2. A toner of claim 1, wherein the content of aluminum in the aluminum compound is from 0.012 to 0.115% by weight based on the total weight of the toner particles.

3. A toner of claim 1, wherein the content of chlorine in the chlorine compound is from 0.003 to 0.064% by weight based on the total weight of the toner particles.

4. A toner of claim 1, wherein the toner particles contain a sodium compound, a content of sodium in the sodium compound being from 0.002 to 0.74% by weight based on the total weight of the toner particles.

5. The toner of claim 4, wherein the inclination of the circular degree to a circle equivalent diameter of the toner particle is from −0.050 to −0.010.
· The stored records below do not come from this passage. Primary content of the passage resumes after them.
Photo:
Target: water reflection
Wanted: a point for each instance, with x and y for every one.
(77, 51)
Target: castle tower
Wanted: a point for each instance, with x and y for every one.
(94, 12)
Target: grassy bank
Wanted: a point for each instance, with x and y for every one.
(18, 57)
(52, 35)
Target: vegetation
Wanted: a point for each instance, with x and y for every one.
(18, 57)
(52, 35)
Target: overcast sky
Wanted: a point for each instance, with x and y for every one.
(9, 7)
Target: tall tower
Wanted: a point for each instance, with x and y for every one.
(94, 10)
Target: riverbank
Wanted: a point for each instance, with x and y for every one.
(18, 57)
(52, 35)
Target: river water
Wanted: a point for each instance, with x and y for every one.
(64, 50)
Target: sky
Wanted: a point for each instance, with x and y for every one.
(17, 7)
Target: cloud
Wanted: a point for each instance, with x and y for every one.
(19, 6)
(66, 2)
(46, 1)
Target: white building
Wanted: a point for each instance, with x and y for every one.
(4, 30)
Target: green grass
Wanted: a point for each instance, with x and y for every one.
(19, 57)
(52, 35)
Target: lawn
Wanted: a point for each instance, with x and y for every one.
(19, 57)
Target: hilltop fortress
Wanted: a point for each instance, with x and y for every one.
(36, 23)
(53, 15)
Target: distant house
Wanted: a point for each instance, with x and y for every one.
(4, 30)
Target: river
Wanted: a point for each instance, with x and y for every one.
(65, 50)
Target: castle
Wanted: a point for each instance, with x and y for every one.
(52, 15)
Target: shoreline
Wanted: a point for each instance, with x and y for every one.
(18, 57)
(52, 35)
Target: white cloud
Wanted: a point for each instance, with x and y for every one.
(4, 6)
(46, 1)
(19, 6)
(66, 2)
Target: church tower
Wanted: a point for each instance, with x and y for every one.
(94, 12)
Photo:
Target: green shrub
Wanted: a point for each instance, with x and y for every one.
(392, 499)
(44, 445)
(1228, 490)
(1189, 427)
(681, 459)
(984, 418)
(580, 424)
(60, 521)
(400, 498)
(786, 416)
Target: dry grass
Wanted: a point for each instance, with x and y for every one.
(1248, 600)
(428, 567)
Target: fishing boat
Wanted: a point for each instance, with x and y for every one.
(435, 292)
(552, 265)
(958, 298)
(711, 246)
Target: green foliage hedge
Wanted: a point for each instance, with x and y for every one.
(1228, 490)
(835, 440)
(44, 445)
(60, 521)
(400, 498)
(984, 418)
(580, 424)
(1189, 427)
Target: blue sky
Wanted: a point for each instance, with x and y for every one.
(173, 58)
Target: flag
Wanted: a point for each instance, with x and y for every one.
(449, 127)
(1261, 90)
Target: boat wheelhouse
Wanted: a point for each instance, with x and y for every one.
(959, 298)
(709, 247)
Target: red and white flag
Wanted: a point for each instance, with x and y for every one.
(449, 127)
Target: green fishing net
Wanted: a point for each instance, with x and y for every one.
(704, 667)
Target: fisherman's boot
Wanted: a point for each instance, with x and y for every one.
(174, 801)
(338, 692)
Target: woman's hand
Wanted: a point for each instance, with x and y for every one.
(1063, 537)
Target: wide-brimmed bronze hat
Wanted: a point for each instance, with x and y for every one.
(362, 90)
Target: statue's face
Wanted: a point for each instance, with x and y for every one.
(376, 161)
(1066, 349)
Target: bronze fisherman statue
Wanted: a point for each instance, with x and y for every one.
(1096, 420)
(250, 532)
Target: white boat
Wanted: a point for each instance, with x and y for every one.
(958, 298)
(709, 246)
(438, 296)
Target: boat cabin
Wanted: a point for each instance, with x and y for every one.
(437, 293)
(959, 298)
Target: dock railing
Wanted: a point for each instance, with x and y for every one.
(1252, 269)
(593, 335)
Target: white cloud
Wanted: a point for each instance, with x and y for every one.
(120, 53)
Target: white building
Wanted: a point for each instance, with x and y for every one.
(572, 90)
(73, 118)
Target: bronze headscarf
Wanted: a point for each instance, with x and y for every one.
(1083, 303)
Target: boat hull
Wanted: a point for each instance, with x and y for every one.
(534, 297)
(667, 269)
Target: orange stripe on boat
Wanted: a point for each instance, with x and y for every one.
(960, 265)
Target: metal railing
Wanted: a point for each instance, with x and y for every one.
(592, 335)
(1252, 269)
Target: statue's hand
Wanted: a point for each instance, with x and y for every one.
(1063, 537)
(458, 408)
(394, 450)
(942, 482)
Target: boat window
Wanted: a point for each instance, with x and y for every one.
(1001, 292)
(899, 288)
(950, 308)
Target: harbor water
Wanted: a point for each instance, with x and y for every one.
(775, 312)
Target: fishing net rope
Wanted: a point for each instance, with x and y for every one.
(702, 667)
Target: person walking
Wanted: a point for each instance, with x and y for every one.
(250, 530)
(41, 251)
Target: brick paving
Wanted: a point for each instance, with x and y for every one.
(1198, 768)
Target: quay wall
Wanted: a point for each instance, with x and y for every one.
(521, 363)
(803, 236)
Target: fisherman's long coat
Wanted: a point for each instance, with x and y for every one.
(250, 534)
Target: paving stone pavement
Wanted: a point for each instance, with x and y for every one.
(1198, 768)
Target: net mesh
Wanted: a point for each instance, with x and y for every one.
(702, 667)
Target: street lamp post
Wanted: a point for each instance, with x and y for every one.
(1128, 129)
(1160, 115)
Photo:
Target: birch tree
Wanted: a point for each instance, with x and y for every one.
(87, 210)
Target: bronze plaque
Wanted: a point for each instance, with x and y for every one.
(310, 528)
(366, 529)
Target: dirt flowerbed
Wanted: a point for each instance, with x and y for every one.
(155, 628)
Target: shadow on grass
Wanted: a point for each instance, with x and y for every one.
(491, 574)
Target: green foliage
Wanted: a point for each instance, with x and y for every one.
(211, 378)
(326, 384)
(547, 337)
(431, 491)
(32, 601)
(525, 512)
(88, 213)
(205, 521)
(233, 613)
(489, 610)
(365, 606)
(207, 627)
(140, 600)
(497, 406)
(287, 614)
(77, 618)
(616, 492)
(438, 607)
6. The toner of claim 1, wherein the inclination of the circular degree to a circle equivalent diameter of the toner particle is from −0.050 to −0.010.

7. The toner of claim 1, wherein the toner further comprises particles of silica or titanium oxide having a primary particle diameter of from 50 to 200 nm.

8. The toner of claim 1, wherein the binder resin comprises an amorphous polyester resin.

9. A producing method of the toner of claim 1, which comprises: aggregating polyester resin particles or polyol resin particles dispersed in an aqueous medium by employing an aluminum compound.

10. The producing method of claim 9, wherein the aluminum compound is a polyaluminum chloride compound or a polyaluminum hydroxide compound.

11. The producing method of claim 9, wherein the aluminum compound is a compound represented by wherein, n is an integer of from 0 to 6, m is an integer of from 1 to 8, and 1 is an integer of from 1 to 8.

[Al2(OH)nCl6−n]m

or

[Al (OH)3]1AlCl3

12. A toner for developing an electrostatic image comprising toner particles containing a colorant and a binder resin containing a polyester resin or a polyol resin, wherein a content of aluminum in the toner is from 0.007 to 0.140% by weight as an aluminum atom based on the total weight of the toner particles, and a content of chlorine in the toner is from 0.002 to 0.412% by weight based on the total weight of the toner particles, and the toner particles have an average circular degree of from 0.94 to 0.99 and an average circle equivalent diameter of from 2.6 to 7.4. mu.m.

13. A toner of claim 12, wherein the content of aluminum in the toner is from 0.012 to 0.115% by weight based on the total weight of the toner particles.

14. A toner of claim 13, wherein the content of chlorine in the toner is from 0.003 to 0.064% by weight based on the total weight of the toner particles, wherein a content of sodium in the toner is from 0.002 to 0.074% by weight based on the total weight of the toner particles, and wherein the inclination of the circular degree to a circle equivalent diameter of the toner particle is from −0.050 to −0.010.

15. A toner of claim 12, wherein the content of chlorine in the toner is from 0.003 to 0.064% by weight based on the total weight of the toner particles.

16. A toner of claim 12, wherein a content of sodium in the toner is from 0.002 to 0.074% by weight based on the total weight of the toner particles.

17. A toner of claim 12, wherein the inclination of the circular degree to a circle equivalent diameter of the toner particle is from −0.050 to −0.010.